Joaquín me recibe en su fábrica, lleva toda su vida currando en esto. Él y su hermano Fran son ya la cuarta generación de su familia que se encarga de esta industria chacinera. El pionero fue su bisabuelo, que comenzó con el negocio en 1896. 'Si levantara ahora la cabeza vería que todo sigue casi igual', señala. Y es que, en la fábrica de Joaquín, mantienen en lo posible la forma tradicional de hacer las cosas.

Nuestros queridos amigos los cerdos comen entre siete y diez kilos de bellotas al día, así que de lo buena que sea la temporada de este fruto seco depende en gran parte lo buenos que salgan los jamones. Entre Ana y Joaquín me explican todo el proceso... desde que el cerdo empieza a comer bellotas hasta que los jamones se cuelgan en las bodegas. Todo bastante más complejo de lo que una piensa cuando se acerca a comprarlo en el súper del barrio.

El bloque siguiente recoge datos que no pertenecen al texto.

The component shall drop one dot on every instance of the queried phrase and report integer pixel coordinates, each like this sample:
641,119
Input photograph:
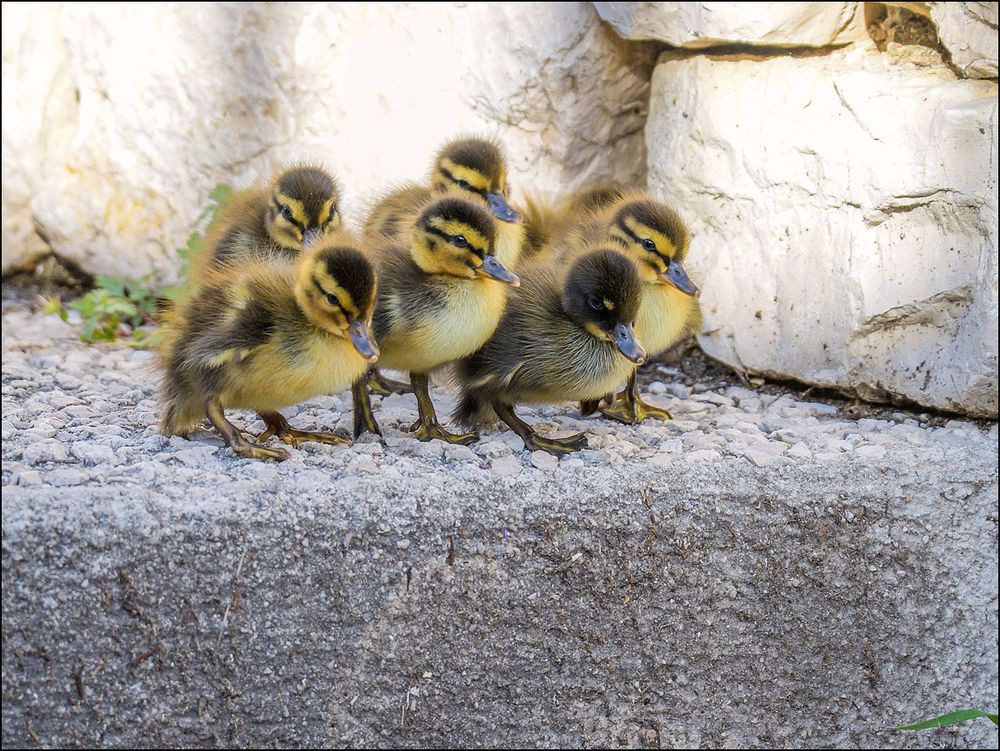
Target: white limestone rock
118,120
700,25
969,31
844,216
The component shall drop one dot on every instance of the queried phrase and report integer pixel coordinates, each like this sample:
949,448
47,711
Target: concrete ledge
433,601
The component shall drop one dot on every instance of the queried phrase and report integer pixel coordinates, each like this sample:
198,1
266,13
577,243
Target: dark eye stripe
330,297
638,240
454,179
293,220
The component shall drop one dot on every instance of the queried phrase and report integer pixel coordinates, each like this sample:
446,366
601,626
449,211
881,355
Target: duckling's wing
232,322
407,296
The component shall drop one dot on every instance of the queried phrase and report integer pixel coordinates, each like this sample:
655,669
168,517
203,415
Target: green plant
110,307
117,306
217,198
952,718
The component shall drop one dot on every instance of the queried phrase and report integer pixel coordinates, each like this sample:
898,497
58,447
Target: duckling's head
476,166
601,293
458,237
303,207
336,290
656,237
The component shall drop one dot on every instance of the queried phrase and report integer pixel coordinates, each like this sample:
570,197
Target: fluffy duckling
655,237
548,221
567,334
470,167
264,334
290,214
475,167
440,297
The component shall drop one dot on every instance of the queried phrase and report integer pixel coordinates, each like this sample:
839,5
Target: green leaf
221,193
952,718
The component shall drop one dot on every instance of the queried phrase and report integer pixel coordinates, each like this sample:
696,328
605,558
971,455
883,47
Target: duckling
440,296
471,167
566,334
263,334
475,167
655,237
290,214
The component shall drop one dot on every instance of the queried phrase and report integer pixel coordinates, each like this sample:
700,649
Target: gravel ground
76,415
741,483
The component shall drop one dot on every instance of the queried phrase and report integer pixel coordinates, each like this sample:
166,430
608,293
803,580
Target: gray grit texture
761,571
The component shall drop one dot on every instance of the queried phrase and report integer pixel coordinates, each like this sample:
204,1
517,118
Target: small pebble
544,461
505,466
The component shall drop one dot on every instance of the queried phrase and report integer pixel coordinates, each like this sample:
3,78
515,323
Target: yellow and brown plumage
567,334
262,333
655,237
440,296
291,213
474,168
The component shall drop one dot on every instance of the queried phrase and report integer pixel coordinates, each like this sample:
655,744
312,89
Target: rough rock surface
844,212
700,25
969,32
117,121
761,571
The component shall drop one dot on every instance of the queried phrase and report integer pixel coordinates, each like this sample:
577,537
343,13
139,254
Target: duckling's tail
473,412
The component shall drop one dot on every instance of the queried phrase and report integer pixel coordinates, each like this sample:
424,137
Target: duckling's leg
589,406
278,425
234,438
427,425
364,419
378,384
532,440
628,408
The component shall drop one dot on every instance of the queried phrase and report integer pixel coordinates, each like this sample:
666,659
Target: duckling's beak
501,209
493,269
624,338
677,276
311,236
364,342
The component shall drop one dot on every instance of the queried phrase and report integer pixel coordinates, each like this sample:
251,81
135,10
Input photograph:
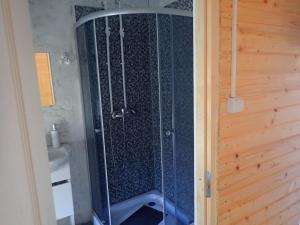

En una sala acondicionada se amontonan kilos y kilos de sal de Torrevieja. Allí ponen los jamones una vez que están despiezados. Joaquín, Fran y las otras dos personas que trabajan con ellos se ocupan de darles la vuelta dependiendo del peso de la pieza. Es un trabajo minucioso que se hace a mano, poco a poco. Y no sólo con la sal, también cuelgan uno a uno los jamones en las salas donde reposan, y a los chorizos en una chimenea, de lo más antiguo que tiene Joaquín en su fábrica, donde se secan al calor de la lumbre. 'Antes, la sal se quitaba con un barreño lleno de agua caliente y un cepillo', recuerda Joaquín.

Nunca me imaginé rodeada de jamones de bellota, pero la imagen se hace realidad cuando subimos a una de esas salas donde miles de ellos que cuelgan del techo. El olor es delicioso y empiezo a salivar y babear y a pensar en una tapita de ese jamón beteado brillante. Joaquín se da cuenta de que me quedo mirando al suelo, lleno de pequeños charcos: 'Esto es el sudor de los jamones, se nota que son de bellota porque sudan, y por el tocino, mira', y entonces hunde el dedo en el tocino de una de las piezas, que parece a punto de deshacerse. 'Esto no pasa con otros', exclama. La Denominación de Origen lo sabe y por eso cuida mucho los controles, para que sólo esos jamones que babean y huelen a gloria la tengan.

Joaquín está harto de que en todas las bodas los amigos estén expectantes hasta que prueba el jamón que sirven: 'Siempre están preguntándome que qué tal está este jamón o el otro, que cómo son de buenos...'.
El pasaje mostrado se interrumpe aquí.